北海道では有害駆除が年間行われている場所が多く、猟友会が一斉駆除をおこなうこともあります。散発的な駆除よりも一斉駆除の方が回収効率が良いためです。

例えば今頃の時期、3月くらいの時期に捕獲されるシカは痩せており、利用をするにも食肉にはできないものがほとんどです。処理場への搬入もできないため、回収処理業者(ペットフード販売事業者)が、当日の捕獲状況を確認したうえで現地に向かうことになります。北海道の原野で、長距離移動を伴う回収になるため、捕獲数が少ないと損失が出ます。では一斉捕獲でどのくらいの効果があるのか、2012年の実際の数値で見ていただくと、以下のような結果です。

2012年

 

A市(国有林、原野、)2月~3月の6日間(各日曜日)

捕獲頭数計191頭:捕獲従事者数のべ202名

 

B市(国有林、民有林、原野、保護区)1月~3月の23日間

捕獲頭数計142頭:捕獲従事者数のべ292名

有害対策であるため費用対効果はあまり問題視されませんが、1人あたり一日1万円の日当でこれをやるとしたら、A市の場合1頭当たり10,526円、B市の場合20,408円の人件費となります。

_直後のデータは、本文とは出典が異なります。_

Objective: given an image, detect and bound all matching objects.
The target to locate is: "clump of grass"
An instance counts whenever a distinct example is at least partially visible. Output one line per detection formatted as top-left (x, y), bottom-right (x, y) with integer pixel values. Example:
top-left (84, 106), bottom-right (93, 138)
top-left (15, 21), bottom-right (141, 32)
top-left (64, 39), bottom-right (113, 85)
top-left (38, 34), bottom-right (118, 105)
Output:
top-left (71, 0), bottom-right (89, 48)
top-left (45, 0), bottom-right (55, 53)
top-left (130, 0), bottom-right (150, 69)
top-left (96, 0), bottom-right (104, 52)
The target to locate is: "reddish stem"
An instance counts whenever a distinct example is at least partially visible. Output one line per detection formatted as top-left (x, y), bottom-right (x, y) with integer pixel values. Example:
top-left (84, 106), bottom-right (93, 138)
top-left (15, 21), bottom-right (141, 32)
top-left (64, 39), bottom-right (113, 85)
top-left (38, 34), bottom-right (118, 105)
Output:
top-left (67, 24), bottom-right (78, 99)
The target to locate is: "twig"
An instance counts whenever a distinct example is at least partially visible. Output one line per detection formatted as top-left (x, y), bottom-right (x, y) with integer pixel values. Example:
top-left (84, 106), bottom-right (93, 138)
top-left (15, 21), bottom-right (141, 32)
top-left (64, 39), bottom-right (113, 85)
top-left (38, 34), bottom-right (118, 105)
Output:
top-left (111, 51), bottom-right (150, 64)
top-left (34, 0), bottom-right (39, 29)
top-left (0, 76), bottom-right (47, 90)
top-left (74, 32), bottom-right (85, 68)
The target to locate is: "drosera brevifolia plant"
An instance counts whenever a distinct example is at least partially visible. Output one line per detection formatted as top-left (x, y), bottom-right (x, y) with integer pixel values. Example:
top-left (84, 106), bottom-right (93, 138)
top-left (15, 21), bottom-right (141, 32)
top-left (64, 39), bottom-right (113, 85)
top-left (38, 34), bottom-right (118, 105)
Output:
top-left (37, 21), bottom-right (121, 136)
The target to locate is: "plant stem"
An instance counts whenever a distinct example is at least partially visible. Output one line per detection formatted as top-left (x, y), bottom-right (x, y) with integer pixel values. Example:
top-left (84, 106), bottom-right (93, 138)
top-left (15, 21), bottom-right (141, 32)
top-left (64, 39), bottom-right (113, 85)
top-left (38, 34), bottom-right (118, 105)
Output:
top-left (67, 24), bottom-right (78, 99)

食肉、ペットフード原料で有効活用しようとすれば、この他に加工、輸送搬入のコストがかかります。

 

駆除に関する契約は市と猟友会で行われており、委託料も払われますが、実際は山林から運び出して内臓摘出や部位別の仕分けを行わなければなりません。また、現地で内臓摘出まで行わなければペットフードにも利用できない場合があります。利用できない場合はA市では埋設、B市では焼却処分(どちらも生ゴミ扱い)となってしまいます。


NPO法人北海道自然資源活用機構では、銃による有害駆除の仕組み自体は今後持続が難しいと考えていますが、こうした有害駆除で捕獲されたシカも、できるかぎり無駄にせず利用までこぎつけるべく、業者間の仲介や協力費の提供をしてきました。
 

今回紹介した例で言えば、B市の捕獲効率では明らかに採算割れとなり、税金を投入し続けるか、投入しても業者の協力が得られないことが明らかになっています。最低でもA市の捕獲効率くらいの数字は出せないと持続的にならないというところです。一斉捕獲でこういう状況なので、散発的な駆除では処理できないのは明らかなのです。

NPO法人北海道自然資源活用機構で構築しつつあるしくみは、鹿の食性(塩分などミネラル要求)の研究、分析から広域のシカをピンポイントで集め、生体捕獲するしくみです。ローコストで捕獲効率が高く、持続できるしくみです。